How is the Modified Fisher Grade used alongside Hunt-Hess?
To use Fisher Grade, enter the required input values into the designated fields — these typically include the primary quantities referenced in the formula such as rates, amounts, time periods, or physical measurements. The calculator applies the standard mathematical relationship to transform these inputs into the output metric. For best results, verify that all inputs use consistent units, double-check values against source documents, and review the output in context. Running the calculation with slightly different inputs helps reveal which variables have the greatest impact on the result.
What is cerebral vasospasm and when does it occur?
Fisher Grade is a specialized calculation tool designed to help users compute and analyze key metrics in the health and medical domain. It takes specific numeric inputs — typically drawn from real-world data such as measurements, rates, or quantities — and applies a validated mathematical formula to produce actionable results. The tool is valuable because it eliminates manual calculation errors, provides instant feedback when exploring different scenarios, and serves as both a decision-support instrument for professionals and a learning aid for students studying the underlying principles.
Does nimodipine prevent vasospasm?
In the context of Fisher Grade, this depends on the specific inputs, assumptions, and goals of the user. The underlying formula provides a deterministic relationship between inputs and output, but real-world application requires interpreting the result within the broader context of health and medical practice. Professionals typically cross-reference calculator output with industry benchmarks, historical data, and regulatory requirements. For the most reliable results, ensure inputs are sourced from verified data, understand which assumptions the formula makes, and consider running multiple scenarios to bracket the range of likely outcomes.
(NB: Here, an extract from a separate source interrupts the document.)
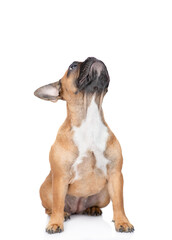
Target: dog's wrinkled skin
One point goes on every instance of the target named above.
(86, 158)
Is CTA or MRA better than CT for Modified Fisher grading?
In the context of Fisher Grade, this depends on the specific inputs, assumptions, and goals of the user. The underlying formula provides a deterministic relationship between inputs and output, but real-world application requires interpreting the result within the broader context of health and medical practice. Professionals typically cross-reference calculator output with industry benchmarks, historical data, and regulatory requirements. For the most reliable results, ensure inputs are sourced from verified data, understand which assumptions the formula makes, and consider running multiple scenarios to bracket the range of likely outcomes.
Tip Pro
Always document the timing of the CT scan relative to symptom onset when assigning Modified Fisher Grade. Blood reabsorbs rapidly and a scan performed 24 hours after onset may significantly underestimate the initial haemorrhage burden, affecting vasospasm risk prediction.
Tahukah Anda?
The original Fisher Scale was published in 1980 and was the first tool to link CT blood appearance to vasospasm risk. The key insight — that larger subarachnoid clots cause more vasospasm — revolutionised how clinicians approached post-SAH monitoring and led to the widespread adoption of transcranial Doppler and nimodipine therapy.
Referensi
- ›Frontera JA et al. Prediction of symptomatic vasospasm after subarachnoid hemorrhage: the modified Fisher scale. Neurosurgery 2006.
- ›Fisher CM et al. Relation of cerebral vasospasm to subarachnoid hemorrhage visualized by CT scanning. Neurosurgery 1980.
- ›Connolly ES et al. 2012 AHA/ASA Guidelines for Management of Aneurysmal SAH.
- ›Claassen J et al. Effect of cisternal and ventricular blood on risk of delayed cerebral ischemia after SAH. Stroke 2001.